Except for the fact that Missy is a marble Bengal cat, there were three other things that made this rescue notable to me: (1) the length of time -- nine days -- that Missy was stuck in the tree, (2) the emotional reunion of Missy with her owner, Janet, and (3) Missy's puzzling behavior in the tree. That last one needs further explanation.

Missy is not known to be a sociable kitty with strangers, so I knew it would be a challenge to get close enough to this four-and-a-half-year-old to rescue her, and the fairly large tree she was in gave her plenty of room to escape me. I needed to be especially charming to her in order to get close to her, but it became clear right from the start that all my charm was not going to be enough.

When I climbed up level with her, I was suspended immediately next to a large limb, and, roughly level with that limb, was another large limb that extended roughly parallel with the first one. Beyond that was yet another large limb extending from the trunk at the same point as the other two limbs, and Missy was perched about 10 feet out that limb facing me and expressing some displeasure at my presence. The more I talked sweetly to her, the more she told me to shove off. When I opened a can of food for her and reached to place it on the second limb between us, she backed up a few inches. It was clear that any attempt I made to go closer to her would cause her to run farther out that limb where rescue would be extremely difficult.

Missy was feeling threatened, so I decided it would be best to remove the threat from my presence by simply turning my back to her and acting uninterested. So I did just that. I stared out into the woods and noticed some birds and squirrels while I pretended to think of other things besides Missy. Privately, I was thinking to myself that this might be the only time I have ever failed to get a cat out of a tree. I could see from the position of the sun that there was only one hour of daylight left, and I didn't think that would be enough to reign in this mighty Missy.

While I was facing away from her, Missy quieted down and stopped fussing at me. That was a good sign, but we are still a far cry from a rescue. After a few minutes of ignoring her, I turned my head enough to see her out of the corner of my eye, and I was very surprised to see her stand up and begin walking down the limb toward my direction. When she was near the trunk, she stepped over to the second limb and began to walk out that one. When she reached a point about ten feet out where that limb and the first one were close to each other, she jumped from the second limb to the first one which was next to me. Then she proceeded to come toward me. 

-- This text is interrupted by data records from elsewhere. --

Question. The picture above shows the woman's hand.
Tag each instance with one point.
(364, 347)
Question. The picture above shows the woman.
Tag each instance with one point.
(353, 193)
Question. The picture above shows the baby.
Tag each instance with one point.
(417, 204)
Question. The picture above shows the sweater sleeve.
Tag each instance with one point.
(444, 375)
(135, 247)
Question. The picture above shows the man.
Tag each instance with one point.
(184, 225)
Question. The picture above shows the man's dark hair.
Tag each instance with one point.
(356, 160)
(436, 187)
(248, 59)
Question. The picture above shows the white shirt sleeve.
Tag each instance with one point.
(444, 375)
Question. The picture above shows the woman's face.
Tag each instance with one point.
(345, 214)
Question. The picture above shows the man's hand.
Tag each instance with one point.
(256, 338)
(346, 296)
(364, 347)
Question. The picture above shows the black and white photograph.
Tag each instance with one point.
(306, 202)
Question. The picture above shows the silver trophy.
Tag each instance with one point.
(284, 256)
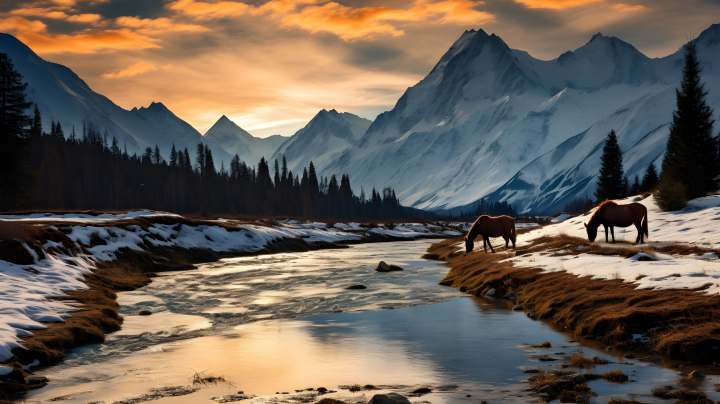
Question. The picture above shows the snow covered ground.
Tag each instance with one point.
(24, 297)
(694, 225)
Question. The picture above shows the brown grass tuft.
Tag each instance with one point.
(605, 310)
(580, 361)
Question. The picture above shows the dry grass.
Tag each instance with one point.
(615, 400)
(580, 361)
(545, 344)
(683, 396)
(608, 310)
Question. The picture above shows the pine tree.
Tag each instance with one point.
(173, 157)
(36, 128)
(156, 156)
(200, 159)
(277, 174)
(58, 131)
(312, 180)
(691, 156)
(635, 189)
(650, 179)
(209, 163)
(610, 178)
(15, 175)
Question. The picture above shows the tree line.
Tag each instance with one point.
(89, 170)
(691, 164)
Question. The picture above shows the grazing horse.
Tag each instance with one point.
(610, 214)
(486, 226)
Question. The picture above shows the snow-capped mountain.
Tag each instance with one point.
(64, 97)
(235, 140)
(490, 121)
(322, 140)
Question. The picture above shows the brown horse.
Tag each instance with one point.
(486, 226)
(610, 214)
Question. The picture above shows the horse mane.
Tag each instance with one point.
(601, 208)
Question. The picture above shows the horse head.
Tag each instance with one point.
(592, 232)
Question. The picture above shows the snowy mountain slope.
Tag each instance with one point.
(489, 120)
(327, 135)
(235, 140)
(64, 97)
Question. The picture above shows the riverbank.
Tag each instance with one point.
(659, 298)
(66, 270)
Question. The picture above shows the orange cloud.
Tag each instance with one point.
(34, 35)
(625, 7)
(368, 22)
(348, 23)
(55, 15)
(208, 11)
(132, 70)
(556, 4)
(157, 25)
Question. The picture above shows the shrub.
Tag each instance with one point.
(671, 195)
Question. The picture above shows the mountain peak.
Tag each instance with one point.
(594, 37)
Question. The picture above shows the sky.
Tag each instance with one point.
(270, 66)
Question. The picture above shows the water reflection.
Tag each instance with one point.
(461, 346)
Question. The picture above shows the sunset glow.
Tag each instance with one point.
(273, 64)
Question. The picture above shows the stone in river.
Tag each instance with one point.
(384, 267)
(390, 398)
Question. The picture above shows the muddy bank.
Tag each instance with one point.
(683, 326)
(97, 309)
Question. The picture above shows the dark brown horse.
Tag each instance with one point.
(486, 226)
(610, 214)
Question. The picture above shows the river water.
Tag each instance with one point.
(275, 324)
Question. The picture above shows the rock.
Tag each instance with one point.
(384, 267)
(549, 390)
(578, 379)
(390, 398)
(35, 382)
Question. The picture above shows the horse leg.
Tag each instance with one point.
(605, 233)
(641, 235)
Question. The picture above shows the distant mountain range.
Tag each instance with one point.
(487, 121)
(490, 121)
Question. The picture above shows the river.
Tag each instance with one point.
(279, 323)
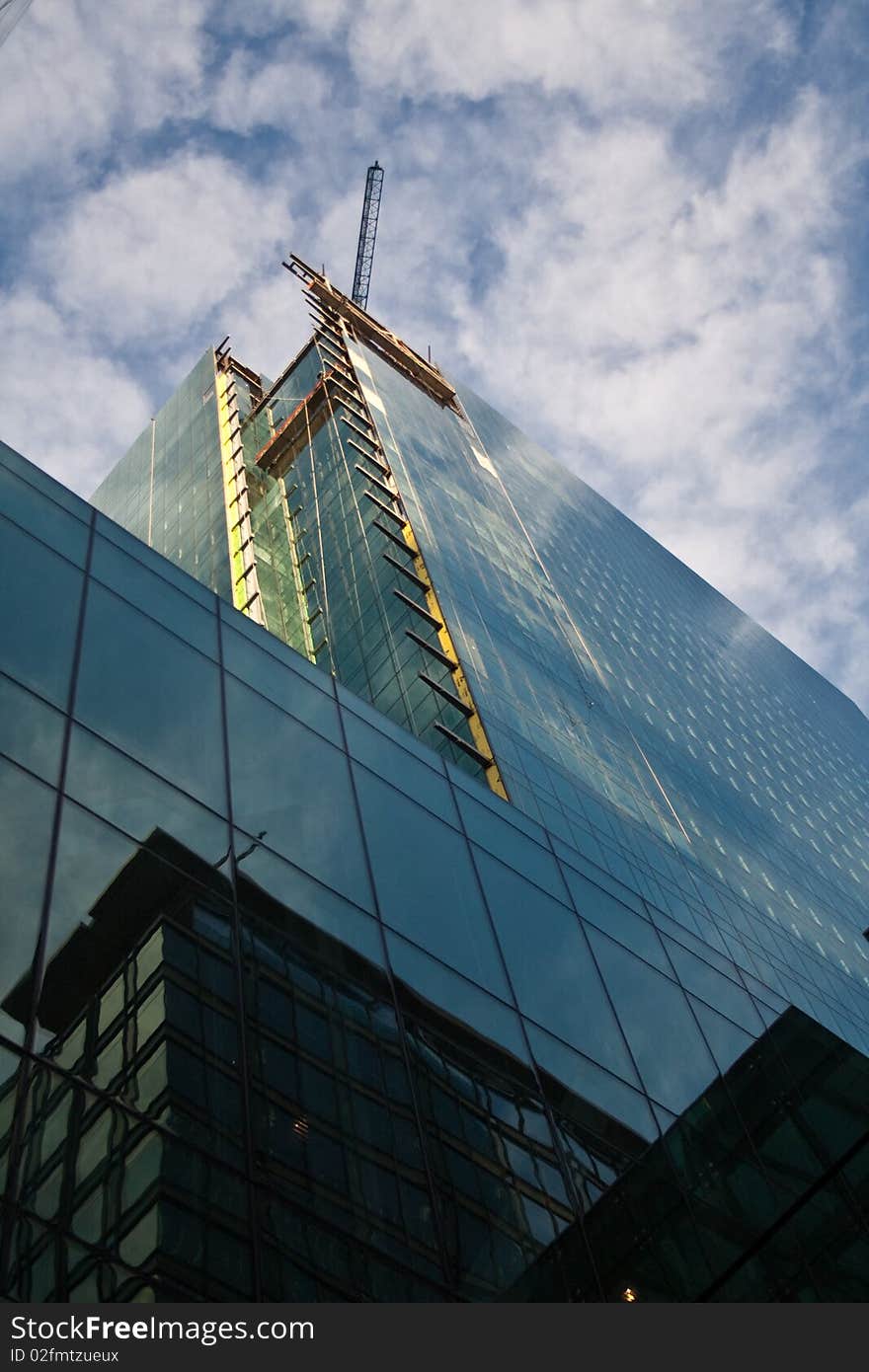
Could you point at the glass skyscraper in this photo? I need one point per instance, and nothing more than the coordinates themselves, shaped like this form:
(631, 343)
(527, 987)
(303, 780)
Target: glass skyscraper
(419, 883)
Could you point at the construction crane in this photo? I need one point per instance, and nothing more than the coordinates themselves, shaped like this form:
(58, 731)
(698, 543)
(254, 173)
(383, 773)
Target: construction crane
(368, 232)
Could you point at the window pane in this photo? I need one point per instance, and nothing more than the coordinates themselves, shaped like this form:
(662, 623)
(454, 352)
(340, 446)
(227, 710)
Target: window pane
(25, 836)
(38, 626)
(552, 971)
(292, 789)
(153, 696)
(456, 996)
(137, 801)
(154, 594)
(426, 882)
(664, 1036)
(31, 731)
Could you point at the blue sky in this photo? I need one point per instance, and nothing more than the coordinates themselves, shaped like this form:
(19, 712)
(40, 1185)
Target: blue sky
(637, 227)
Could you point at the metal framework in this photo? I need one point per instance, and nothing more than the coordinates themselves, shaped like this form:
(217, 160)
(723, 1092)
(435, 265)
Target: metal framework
(368, 232)
(10, 13)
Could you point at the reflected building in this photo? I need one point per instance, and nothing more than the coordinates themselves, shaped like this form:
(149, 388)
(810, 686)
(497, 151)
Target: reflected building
(412, 870)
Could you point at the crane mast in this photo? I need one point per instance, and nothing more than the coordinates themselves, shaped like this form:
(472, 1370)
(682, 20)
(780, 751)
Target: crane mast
(368, 232)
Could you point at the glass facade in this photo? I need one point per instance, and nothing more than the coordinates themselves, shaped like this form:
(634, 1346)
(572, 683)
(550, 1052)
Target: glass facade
(387, 809)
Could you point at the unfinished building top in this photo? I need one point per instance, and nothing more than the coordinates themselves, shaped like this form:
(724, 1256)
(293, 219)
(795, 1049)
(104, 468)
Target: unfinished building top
(366, 330)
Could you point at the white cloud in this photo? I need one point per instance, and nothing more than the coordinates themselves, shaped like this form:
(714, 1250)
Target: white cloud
(664, 53)
(674, 326)
(73, 405)
(76, 74)
(159, 247)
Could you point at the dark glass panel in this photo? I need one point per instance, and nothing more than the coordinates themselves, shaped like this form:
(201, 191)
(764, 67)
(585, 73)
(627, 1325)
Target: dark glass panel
(664, 1036)
(25, 837)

I was shocked. I have seen cats do something similar before when it appears that they have decided to come toward me to befriend me but, instead, are really just wanting to keep on passing by me on their way to the trunk where they can escape either higher or lower. That was not the case here with Missy. She did not need to pass by me to reach the trunk, but when she came down the limb to where she was immediately next to me, she kept going on down the limb toward the trunk. I put my hand on her back as she passed and gave her a gentle petting. When she reached the trunk, she paused but did not look up or down for an escape path. Instead, she looked back at me, and then she walked back out the third limb to her original perch.

I was befuddled. I was not expecting this and was not prepared for it. If I had known this was coming, I would have had my cat bag ready on my arm so I could have grabbed her as she passed. That opportunity was now gone, but if she did that once, she might do it again. I turned my back to her again and waited while hoping she would do that again. This time, however, I had my cat bag ready.

Sure enough, whatever Missy was thinking the first time, she thought it again. She took the exact same path and again came toward me. As she passed by me, I put my hand on her back for a quick pet and then I grabbed her by the scruff and put her in the bag. I was elated. Just a few minutes before, I was thinking I would never be able to rescue this cat, but now, I had her, and it was easy.

The reunion with her owner, Janet, was emotional as the stress and fears she had suffered for the past nine days suddenly dissipated as I placed the bag with Missy in her arms. Janet took Missy home where there were four other Bengal kitties waiting for her.

I have no pictures or video of the rescue, because I did not want to turn the camera on until I thought something of merit would happen. I certainly have no need for video of my staring out into the woods away from Missy, and when she came to me, I was surprised and not even thinking about the camera.